The Torah wants us instead to be thoughtful moral actors. As such we are not free of responsibility for the evils in which we acquiesce, and, what is more, we share in guilt for the evils in which we join—and perhaps to a lesser extent, for the evils of which we approve. “Few are guilty, all are responsible,” Heschel liked to say. Some of us may choose pacifism as a result of thinking deeply about the costs of the spiraling cycle of violence in the world. This choice, too, involves responsibility and incurs guilt, of course, every bit as much as the decision—based in part on repeated encounters with the story of Israelite suffering in Egypt—that some evil must be stopped by force if necessary. Either way the text haunts us with the tragic knowledge that good rarely comes of violence. The Torah is a determinedly realistic account of history. The covenant it bequeaths us demands wrestling with the deepest of moral dilemmas.
No less, I think, the events leading up to Sinai require that we think as well as we can, using all the resources at our disposal, about what it means for finite creatures like ourselves to “hear”—be in touch with, seek to learn from and obey—the infinite God. What does it mean for women and men who walk on two legs and have two feet planted firmly in the earth to direct our minds’ eyes heavenwards? Again and again we try to imagine—each in our different ways—what it might have been like for Moses to stand at the top of that mountain as God “came down.” The text seems convinced that in order to do so effectively, we had better be able to imagine—each in our different ways—what it might have been like for the Israelites to stand in the “narrow place” of slavery and await deliverance, which for so long did not come.

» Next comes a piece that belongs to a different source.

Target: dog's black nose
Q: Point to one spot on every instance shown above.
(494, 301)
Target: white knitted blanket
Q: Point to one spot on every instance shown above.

The Torah puts us into their faraway situation so as to bring us closer to our own. It makes us go through as readers what our ancestors went though in life—so that we work to make sure as many of our children as possible have the good fortune of merely reading about suffering and slavery rather than living through them. The Book of Exodus begins with the names of those who went down to Egypt, one by one, the better perhaps to challenge us to add our names to the list of those who bring the world up from Egypt. We do so guided and informed by the covenant agreed upon at Sinai.
May we read the Book of Exodus well this year, and have the courage to act in accordance with what we taste of and hear in its divine word.